Why now? For one, Israel seems to be "between wars" and unable to do much on the security front. Little can be done on the Palestinian question at the moment. The Oslo Peace Process has come to a stop; some respectable journalists claim that "The Oslo Process is over." Netanyahu is trying to fight the UN's recognition of the Palestinian state, but that's a lost cause as long as Oslo is frozen. Such a fight is determined at the level of the United Nations General Assembly, where no country can veto its decisions. That's how the UN got involved in the Suez crisis- neither Britain nor France could veto the General Assembly decision.
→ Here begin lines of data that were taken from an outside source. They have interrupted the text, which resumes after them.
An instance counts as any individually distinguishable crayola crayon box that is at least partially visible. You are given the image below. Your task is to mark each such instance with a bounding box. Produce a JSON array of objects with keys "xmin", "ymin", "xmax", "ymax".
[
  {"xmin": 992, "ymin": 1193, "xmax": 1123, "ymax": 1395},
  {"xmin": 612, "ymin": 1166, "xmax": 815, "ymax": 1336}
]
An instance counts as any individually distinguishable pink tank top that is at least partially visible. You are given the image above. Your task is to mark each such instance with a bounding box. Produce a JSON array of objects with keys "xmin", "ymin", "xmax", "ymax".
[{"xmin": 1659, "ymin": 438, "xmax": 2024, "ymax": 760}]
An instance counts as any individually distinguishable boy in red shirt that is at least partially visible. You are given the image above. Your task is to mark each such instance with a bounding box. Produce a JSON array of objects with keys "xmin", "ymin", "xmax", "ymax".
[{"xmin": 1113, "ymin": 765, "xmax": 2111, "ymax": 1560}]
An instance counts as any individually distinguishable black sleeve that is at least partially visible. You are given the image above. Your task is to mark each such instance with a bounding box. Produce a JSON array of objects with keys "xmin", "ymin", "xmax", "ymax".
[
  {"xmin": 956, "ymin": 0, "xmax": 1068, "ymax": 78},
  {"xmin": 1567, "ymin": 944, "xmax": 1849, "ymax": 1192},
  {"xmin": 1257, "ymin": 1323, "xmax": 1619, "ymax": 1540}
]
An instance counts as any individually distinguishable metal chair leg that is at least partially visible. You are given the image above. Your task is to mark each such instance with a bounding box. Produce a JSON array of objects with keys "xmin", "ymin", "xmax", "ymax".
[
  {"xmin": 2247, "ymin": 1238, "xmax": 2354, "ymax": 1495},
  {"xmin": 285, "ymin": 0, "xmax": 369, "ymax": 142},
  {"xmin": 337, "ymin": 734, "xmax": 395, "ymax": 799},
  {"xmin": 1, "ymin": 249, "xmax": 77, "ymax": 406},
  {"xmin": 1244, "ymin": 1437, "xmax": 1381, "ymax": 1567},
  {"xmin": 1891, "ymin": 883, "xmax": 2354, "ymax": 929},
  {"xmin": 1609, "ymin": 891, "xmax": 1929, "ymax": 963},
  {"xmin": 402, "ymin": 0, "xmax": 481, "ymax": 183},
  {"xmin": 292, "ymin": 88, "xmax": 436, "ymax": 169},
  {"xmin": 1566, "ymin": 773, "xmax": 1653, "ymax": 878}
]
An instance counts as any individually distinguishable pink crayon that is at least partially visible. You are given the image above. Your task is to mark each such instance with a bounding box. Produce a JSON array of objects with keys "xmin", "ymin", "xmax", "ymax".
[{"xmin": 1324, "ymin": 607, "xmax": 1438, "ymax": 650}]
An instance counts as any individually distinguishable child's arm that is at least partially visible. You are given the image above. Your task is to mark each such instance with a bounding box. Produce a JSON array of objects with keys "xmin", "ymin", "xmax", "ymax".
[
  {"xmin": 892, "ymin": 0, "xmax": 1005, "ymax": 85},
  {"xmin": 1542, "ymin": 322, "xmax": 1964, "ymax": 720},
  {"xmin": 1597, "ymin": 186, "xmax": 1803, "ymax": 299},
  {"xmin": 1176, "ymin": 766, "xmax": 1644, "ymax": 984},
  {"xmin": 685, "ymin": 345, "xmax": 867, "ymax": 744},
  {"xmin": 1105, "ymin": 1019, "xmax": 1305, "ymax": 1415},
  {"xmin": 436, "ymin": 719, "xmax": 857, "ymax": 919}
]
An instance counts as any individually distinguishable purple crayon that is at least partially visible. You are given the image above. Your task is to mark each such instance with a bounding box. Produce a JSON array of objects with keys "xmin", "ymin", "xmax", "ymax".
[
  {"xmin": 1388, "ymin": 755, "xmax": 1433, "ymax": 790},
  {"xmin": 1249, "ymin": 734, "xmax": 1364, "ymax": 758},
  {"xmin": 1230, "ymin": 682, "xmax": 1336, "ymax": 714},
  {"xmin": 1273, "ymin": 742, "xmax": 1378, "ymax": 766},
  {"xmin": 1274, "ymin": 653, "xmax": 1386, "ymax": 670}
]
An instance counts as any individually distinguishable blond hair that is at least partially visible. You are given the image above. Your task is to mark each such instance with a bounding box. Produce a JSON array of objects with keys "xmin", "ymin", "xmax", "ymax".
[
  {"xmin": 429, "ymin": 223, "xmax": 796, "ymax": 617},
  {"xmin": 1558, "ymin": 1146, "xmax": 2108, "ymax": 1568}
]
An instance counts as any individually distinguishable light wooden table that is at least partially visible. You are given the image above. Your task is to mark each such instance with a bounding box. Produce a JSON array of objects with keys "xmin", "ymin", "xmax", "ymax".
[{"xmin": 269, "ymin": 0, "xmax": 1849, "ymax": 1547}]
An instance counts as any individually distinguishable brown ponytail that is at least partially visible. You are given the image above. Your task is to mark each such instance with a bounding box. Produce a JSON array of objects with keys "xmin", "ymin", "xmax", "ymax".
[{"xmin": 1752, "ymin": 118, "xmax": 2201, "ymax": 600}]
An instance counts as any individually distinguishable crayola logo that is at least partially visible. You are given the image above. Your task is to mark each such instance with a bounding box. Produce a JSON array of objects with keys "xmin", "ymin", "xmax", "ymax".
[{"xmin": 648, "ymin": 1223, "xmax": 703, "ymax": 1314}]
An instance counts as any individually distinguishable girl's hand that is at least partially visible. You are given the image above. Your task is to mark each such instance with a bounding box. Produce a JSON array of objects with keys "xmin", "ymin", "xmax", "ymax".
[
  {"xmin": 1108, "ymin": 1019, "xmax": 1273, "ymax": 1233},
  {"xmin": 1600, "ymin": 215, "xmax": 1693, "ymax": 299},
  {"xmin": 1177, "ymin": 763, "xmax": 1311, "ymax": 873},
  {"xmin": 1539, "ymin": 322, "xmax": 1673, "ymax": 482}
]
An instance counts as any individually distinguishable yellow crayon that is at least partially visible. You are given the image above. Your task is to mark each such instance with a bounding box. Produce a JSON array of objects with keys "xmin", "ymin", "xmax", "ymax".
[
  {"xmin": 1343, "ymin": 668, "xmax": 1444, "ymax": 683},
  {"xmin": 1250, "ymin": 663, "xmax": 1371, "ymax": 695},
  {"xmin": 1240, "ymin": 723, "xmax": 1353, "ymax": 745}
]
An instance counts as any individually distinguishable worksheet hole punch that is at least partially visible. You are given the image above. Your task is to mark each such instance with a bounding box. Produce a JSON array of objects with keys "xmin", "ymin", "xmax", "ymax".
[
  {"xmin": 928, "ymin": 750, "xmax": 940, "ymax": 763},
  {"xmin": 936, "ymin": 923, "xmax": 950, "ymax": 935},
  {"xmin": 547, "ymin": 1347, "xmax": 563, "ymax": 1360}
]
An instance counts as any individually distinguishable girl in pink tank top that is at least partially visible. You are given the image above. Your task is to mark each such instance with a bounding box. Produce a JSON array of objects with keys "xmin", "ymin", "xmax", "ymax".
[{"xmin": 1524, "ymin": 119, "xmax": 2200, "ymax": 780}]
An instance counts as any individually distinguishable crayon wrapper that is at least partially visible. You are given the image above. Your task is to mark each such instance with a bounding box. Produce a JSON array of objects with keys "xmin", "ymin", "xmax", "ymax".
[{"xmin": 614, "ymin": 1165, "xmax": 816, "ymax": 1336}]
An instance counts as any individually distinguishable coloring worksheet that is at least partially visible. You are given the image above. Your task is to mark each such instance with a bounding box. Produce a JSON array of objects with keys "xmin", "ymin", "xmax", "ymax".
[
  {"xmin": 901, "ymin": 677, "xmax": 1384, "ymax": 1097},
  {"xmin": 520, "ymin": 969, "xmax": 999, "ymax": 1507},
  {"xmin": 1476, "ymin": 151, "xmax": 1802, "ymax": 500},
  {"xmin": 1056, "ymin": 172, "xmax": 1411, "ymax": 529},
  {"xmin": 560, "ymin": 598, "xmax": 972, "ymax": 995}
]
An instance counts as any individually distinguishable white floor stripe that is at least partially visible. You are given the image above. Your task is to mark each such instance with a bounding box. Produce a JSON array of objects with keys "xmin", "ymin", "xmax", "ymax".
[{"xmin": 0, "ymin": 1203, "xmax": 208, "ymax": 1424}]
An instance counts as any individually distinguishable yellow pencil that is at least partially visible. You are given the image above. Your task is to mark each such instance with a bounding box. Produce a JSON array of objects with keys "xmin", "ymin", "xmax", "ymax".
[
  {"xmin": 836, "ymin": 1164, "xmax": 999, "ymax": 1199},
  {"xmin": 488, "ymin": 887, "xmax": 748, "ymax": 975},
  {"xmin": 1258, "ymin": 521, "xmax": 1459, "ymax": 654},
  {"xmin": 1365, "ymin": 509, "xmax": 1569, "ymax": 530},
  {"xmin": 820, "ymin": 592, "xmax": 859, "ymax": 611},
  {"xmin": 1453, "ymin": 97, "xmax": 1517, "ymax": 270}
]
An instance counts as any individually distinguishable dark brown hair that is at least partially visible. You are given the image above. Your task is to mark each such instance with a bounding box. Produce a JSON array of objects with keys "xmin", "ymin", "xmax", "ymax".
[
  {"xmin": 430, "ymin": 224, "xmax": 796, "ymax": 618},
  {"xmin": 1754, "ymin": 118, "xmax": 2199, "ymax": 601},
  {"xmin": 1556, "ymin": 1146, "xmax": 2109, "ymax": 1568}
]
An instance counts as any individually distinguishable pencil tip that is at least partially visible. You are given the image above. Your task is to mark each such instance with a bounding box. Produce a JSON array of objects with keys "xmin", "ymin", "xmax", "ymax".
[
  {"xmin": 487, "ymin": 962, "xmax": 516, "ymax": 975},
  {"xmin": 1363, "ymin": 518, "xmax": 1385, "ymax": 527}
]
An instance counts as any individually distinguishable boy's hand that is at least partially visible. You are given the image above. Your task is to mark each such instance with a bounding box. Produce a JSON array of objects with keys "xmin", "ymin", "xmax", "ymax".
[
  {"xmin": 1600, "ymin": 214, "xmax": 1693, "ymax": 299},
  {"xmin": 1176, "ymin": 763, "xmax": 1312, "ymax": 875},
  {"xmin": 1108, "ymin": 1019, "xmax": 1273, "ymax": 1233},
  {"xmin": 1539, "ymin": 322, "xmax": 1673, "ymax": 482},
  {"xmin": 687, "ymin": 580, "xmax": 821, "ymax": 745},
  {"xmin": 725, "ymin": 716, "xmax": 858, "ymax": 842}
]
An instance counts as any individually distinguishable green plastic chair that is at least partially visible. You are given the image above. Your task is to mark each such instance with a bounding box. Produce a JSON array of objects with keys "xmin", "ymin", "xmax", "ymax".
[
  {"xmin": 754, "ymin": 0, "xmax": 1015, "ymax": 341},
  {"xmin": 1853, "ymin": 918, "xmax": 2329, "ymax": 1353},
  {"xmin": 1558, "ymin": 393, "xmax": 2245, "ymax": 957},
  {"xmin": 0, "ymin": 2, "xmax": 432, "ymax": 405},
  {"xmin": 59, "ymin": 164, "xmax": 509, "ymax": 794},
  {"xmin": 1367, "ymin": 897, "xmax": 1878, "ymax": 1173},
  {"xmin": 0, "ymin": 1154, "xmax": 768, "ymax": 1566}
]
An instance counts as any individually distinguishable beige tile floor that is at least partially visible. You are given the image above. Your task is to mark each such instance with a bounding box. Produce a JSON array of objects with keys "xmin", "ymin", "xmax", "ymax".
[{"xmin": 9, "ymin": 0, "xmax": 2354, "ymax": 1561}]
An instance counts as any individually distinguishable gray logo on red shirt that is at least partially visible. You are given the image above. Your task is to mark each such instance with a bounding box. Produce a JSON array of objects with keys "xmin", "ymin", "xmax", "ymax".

Furthermore, the People's Republic of China got the "China" seat in the same way in 1971. Unless Israel can convince a majority of the 193 members of the UN that it should not recognize Palestine, then Palestine will be seen as a sovereign country with its own representative. Perhaps they feel that America's ability to veto its move to the General Assembly will be enough. Although I wonder, then, why France and the UK did not prevent the Suez issue from going to the General Assembly...

Regardless of the maneuvering on the Palestinian question, it is interesting to see that Israel's population wants to focus on economics instead. Israel is not an Arab autocracy that is trying to maintain its gerontocracy; its closer to Spain's economic protests, even if the Arab Spring had its own economic elements (the Tunisian revolt, and through it the whole movement, began when one Tunisian burned himself over his economic situation). It is just a normal country with normal problems, and that is what the economic protests remind us about.